In one of his published sermons, Cornell explains how politicians use deceit to get elected before vanishing into thin air, only to return when another round of elections is near.
“Politicians are all a bunch of crooks! Every politician is a liar! They don’t really care about the people. They’re too busy fighting with each other to get anything done,” he said.
On May 20, Malawi will hold its first ever tripartite elections. Currently, politicians are busy selling their manifestoes to the electorate.
So, are all these promises lies?
Trintas Thipha of Lolo Village in Mulanje said she stopped attending campaign rallies because she cannot stomach the lies that politicians make to voters.
Thipha said the most disturbing thing is that some politicians who defaulted on their promises are holding important positions in their churches and mosques.
“This has always made me believe that politics encourages hypocrisy. Politicians are good men and women in their churches or mosques,” she said.
Thipha said hypocrisy has the potential to discourage voters from participating in elections.
A church elder at Nansato CCAP Church in Thyolo, Saulos Chisoso, said it is wrong to pretend that there could be politics without hypocrisy.
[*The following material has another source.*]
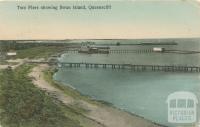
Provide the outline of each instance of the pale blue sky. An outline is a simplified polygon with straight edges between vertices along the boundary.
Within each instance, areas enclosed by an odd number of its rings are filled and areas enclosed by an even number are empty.
[[[17,5],[111,5],[111,10],[18,10]],[[192,0],[0,2],[0,39],[200,37]]]

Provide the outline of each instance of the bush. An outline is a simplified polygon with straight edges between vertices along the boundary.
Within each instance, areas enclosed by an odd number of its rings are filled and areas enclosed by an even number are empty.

“The most dangerous form of political hypocrisy is to claim to have a politics without hypocrisy. The best voters can do is to decide what kind of hypocrite they want for a leader. Otherwise, we will never have politics without hypocrites,” said Chisoso.
Executive director of the Pan African Civic Educators Network (Pacenet) Steven Duwa said although no one likes being cheated or taken as a fool, shunning voting is irresponsible and dangerous.
Duwa said while it is crucial to seek credible and trustworthy leaders, voters should not naively wish for utopian political idealism.
“Every well-meaning citizen must be concerned about the growing cynicism towards politics that appears to feed on misguided expectations about human leaders. So, perhaps the best way to avoid the cynicism is to be more realistic about an ideal human leader before we decide on who to cast our vote for,” he said.